Monday, July 20, 2009

Frog Pond

Walking around the rim of the pond tonight I counted 9 frogs. Now and then I heard a vrump and a ribbit that gave away the presence of other frogs under the rocks.

Is there a Maine aesthetic that can be sussed out, even in the work of artists who live far away? Were they born here? Did they spend time at Skowhegan, or simply dip a toe in the waters of some summer camp at Pemadumcook Lake? I think the experience of place is indelibly imprinted in an artist’s work no matter how far she may roam. And I don’t believe you have to be born here to be inoculated with the germ.

The giveaway in an artist’s work could be the green-orange matrix operative in his paintings. It could be the love of water, because you’ll never die of thirst in Maine. It could be the certain light that inhabits Alex Katz’s paintings. It could be that it’s always landscape bound. We have more landscape here than anything else, and so even abstraction, for instance the complexity of line in Fred Lynch and Anna Hepler’s drawings, is derived from the confusion of natural phenomena that we see around us every day. If you’ve read this far, I’d really like to know your thoughts on the subject, and whether there are other operative motivations than landscape.

Monday, July 13, 2009

Landscape art is not a zzzzzzzzz

Landscape remains one of the great subjects of art even though it’s no longer thought relevant to paint a scene of what’s seen. The artist for whom landscape is inspiration has to actively enter the dialogue with other forms of contemporary art than painting. Hamish Fulton takes long walks. Christo and Jeanne Claude stage installations in significant places like Central Park and Berlin. Environmental interventions (eco-ventions)are the preferred way of calling attention to the abuses contributing to global warming.

Yet it remains true that for us as visual artists, the only way to give lasting expression to our feelings about the landscape is through the visual formalities of drawing and painting. So now instead of painting scenes, we paint paintings based on what we’ve done. Process is product. Nancy Manter is a case in point. Her process is to make marks not on paper or on canvas but in the landscape itself, and then to photograph the marks. Andy Goldsworthy has done this for many years, but Manter does not stop at photo-documentation. She uses the photographs as a matrix for some very sophisticated imagery developed with distemper and collage on dibond aluminum panels.

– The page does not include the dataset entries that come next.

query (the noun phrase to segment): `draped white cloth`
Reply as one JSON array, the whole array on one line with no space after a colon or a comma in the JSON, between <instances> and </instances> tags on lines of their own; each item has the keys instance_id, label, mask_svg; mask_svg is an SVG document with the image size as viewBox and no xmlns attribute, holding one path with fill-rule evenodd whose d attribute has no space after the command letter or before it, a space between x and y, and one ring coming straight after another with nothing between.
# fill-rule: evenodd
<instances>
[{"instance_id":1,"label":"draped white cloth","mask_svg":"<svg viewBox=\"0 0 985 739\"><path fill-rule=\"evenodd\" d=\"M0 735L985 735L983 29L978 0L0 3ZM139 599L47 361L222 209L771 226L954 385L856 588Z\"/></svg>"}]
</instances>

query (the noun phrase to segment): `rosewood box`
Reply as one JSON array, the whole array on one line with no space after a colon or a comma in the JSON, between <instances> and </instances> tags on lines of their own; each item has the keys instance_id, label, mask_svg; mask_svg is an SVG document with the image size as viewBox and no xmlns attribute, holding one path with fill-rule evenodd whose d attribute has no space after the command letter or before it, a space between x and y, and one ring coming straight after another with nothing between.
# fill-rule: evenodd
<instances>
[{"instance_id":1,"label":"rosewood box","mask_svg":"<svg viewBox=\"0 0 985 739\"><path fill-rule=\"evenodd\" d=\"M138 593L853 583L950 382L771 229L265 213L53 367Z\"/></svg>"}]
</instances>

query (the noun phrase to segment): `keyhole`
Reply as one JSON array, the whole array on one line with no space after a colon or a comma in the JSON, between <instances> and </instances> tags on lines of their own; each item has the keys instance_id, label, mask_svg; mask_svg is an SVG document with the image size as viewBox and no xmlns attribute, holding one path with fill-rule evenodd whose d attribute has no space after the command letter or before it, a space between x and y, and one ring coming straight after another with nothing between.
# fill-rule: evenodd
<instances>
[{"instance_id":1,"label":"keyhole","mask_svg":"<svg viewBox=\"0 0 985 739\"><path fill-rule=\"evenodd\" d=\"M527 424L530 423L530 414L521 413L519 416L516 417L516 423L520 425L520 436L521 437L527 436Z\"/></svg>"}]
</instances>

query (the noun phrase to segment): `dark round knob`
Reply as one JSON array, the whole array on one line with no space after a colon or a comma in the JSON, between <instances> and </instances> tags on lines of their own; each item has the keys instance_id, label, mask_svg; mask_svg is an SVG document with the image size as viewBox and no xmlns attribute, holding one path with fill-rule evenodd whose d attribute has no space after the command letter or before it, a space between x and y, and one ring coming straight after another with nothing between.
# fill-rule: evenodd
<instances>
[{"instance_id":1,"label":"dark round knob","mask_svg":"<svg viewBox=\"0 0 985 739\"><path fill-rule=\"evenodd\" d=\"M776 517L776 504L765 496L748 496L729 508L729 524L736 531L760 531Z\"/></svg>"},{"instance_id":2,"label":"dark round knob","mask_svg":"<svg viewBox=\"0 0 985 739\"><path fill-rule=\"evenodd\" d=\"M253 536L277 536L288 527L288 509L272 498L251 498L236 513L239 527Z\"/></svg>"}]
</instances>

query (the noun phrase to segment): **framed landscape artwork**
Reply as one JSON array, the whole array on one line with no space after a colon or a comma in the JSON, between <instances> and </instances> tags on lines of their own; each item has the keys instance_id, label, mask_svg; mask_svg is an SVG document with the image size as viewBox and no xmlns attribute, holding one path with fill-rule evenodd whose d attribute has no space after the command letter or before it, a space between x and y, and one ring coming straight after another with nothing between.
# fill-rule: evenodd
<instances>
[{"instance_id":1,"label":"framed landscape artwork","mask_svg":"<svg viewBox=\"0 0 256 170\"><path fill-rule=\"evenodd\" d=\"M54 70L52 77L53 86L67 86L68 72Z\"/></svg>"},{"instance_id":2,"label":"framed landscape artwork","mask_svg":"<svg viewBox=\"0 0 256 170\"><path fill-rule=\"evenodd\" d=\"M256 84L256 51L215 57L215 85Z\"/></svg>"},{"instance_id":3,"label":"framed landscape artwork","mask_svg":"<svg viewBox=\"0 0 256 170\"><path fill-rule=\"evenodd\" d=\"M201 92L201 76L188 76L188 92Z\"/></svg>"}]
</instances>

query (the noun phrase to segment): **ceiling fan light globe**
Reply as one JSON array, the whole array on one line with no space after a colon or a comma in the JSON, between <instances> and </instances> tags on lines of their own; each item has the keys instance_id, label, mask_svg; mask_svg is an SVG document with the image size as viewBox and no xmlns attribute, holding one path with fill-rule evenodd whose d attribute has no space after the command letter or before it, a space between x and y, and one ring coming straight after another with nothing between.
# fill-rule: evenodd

Ice, mud and water are the canvases in which she incises gestural abstractions; the collaged and painted extrapolations appear to be as un-programmed as the natural world itself, but the visual choices she has made are calculated to make us notice that world afresh.

Out on Moody Mountain this weekend I was momentarily mesmerized by the sough of the wind in the trees. It had some of the effect of looking at a Manter painting, with the difference that wind is up there in the air, whereas a Manter painting is like feeling the rush and slip of water over mud.

The exhibition remains on view at Waterfall Arts in Belfast through August 28.

Monday, July 06, 2009

Some Portland Elements


A man calls to the sea and the sea answers. A man’s voice sends out messages and the sea responds. The sea responds with a force all out of proportion to the songs of the man. The sea is an uncontrollable force, with a song of its own that would drown any human voice, except that the man’s voice has doubled and tripled over on itself and can still be heard in the troughs of the waves. I thought of Shackleton and his men on the South Georgia Sea. I thought of the voice of God sounding over the darkness of the deep. I thought of the Hindu concept of vac, akin to the Greek concept of logos, and I thought, “in the beginning was the Word.” The next day I went to the Portland Observatory, heard the story of the great Portland conflagration of 1866 and looked out from the observatory deck toward the sea hidden by a fog that moved across the landscape as though it were smoke from a dying fire.

The man who daily calls forth the sea is Benny Nemerofsky Ramsay. His video The Same Problem is currently on view at MECA. The Portland Observatory is located on Congress Street on Munjoy Hill and offers tours to the very top.

Photo from the observatory deck by Sean Flaim.